Sequence models¶

Beam search¶

Search algorithm to find the most likely output sequence.

Motivation¶

In a sequence to sequence problem, the next element in the decoded sequence is highly dependent on the previous one. If the output vocabulary is of size $n$ and the sequence is of length $m$ the complexity of finding the best sequence is $O(n^m)$ by brute force. Therefore a good heuristic algorithm is needed.

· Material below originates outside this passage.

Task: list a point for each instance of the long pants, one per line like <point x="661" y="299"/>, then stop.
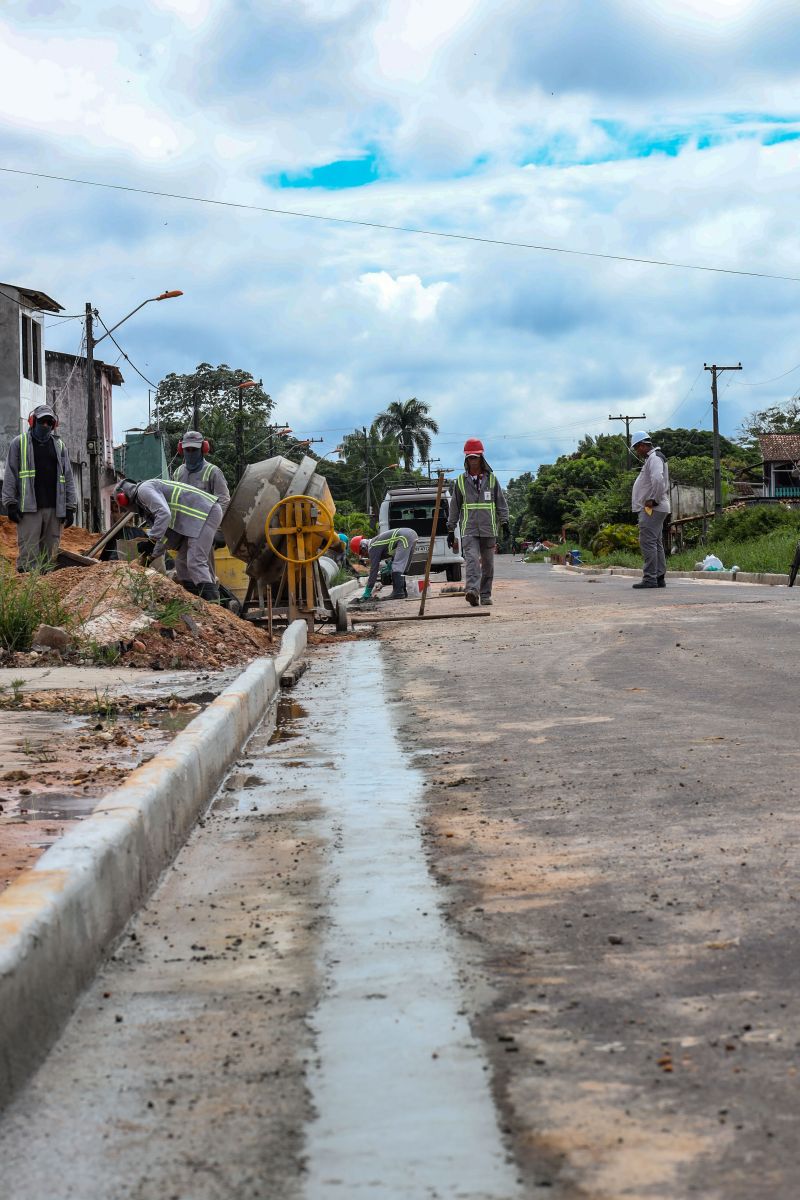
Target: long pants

Greedy search runs in $O(mn)$ time but has poor accuracy. Beam search is a compromise between these two extremes.

The algorithm¶

In the context sequence-to-sequence beam search is a tree search algorithm. The inner nodes are partial solutions and the leaves are full solutions. At each iteration beam search keeps track of the k best partial solutions. The parameter k is known as the beam width.

Pseudocode:

# frontier maps partial solutions to scores
initialise frontier to contain the root node with a score of 0

while the end of the sequence has not been reached:
   select the candidate from frontier with the best score

   # expand the chosen candidate
   add all the children of the candidate to frontier
   compute the scores of all the new nodes in frontier

   # prune candidates
   remove all entries not in the top k from frontier

https://machinelearningmastery.com/beam-search-decoder-natural-language-processing/

Bidirectional RNN¶

Combines the outputs of two RNNs, one processing the input sequence from left to right (forwards in time) and the other from right to left (backwards in time). The two RNNs are stacked on top of each other and their states are typically combined by appending the two vectors. Bidirectional RNNs are often used in Natural Language problems, where we want to take the context from both before and after a word into account before making a prediction.

The basic bidirectional RNN can be defined as follows:

$h^f_t = \tanh(W^f_h x_t + U^f_h h^f_{t-1}) h^b_t = \tanh(W^b_h x_{T-t} + U^b_h h^b_{t-1}) h_t = \text{concat}(h^f_t,h^b_t) o_t = V h_t$

Where $h^f_t$ and $h^b_t$ are the hidden states in the forwards and backwards directions respectively. $T$ is the length of the sequence. Biases have been omitted for simplicity. $x_t$ and $o_t$ are the input and output states at time t, respectively.

Proposed in

Bidirectional Recurrent Neural Networks, Schuster and Paliwal (1997)

Differentiable Neural Computer (DNC)¶

The memory is an NxW matrix. There are N locations, which can be selectively read and written to. Read vectors are weighted sums over the memory locations.

The heads use three forms of differentiable attention which:

Look up content.
Record transitions between consecutively written locations in an NxN temporal link matrix L.
Allocate memory for writing.

Proposed in

Hybrid computing using a neural network with dynamic external memory, Graves et al. (2016)

Further reading

https://deepmind.com/blog/article/differentiable-neural-computers

GRU (Gated Recurrent Unit)¶

Variation of the LSTM that is simpler to compute and implement, mergeing the cell and the hidden state.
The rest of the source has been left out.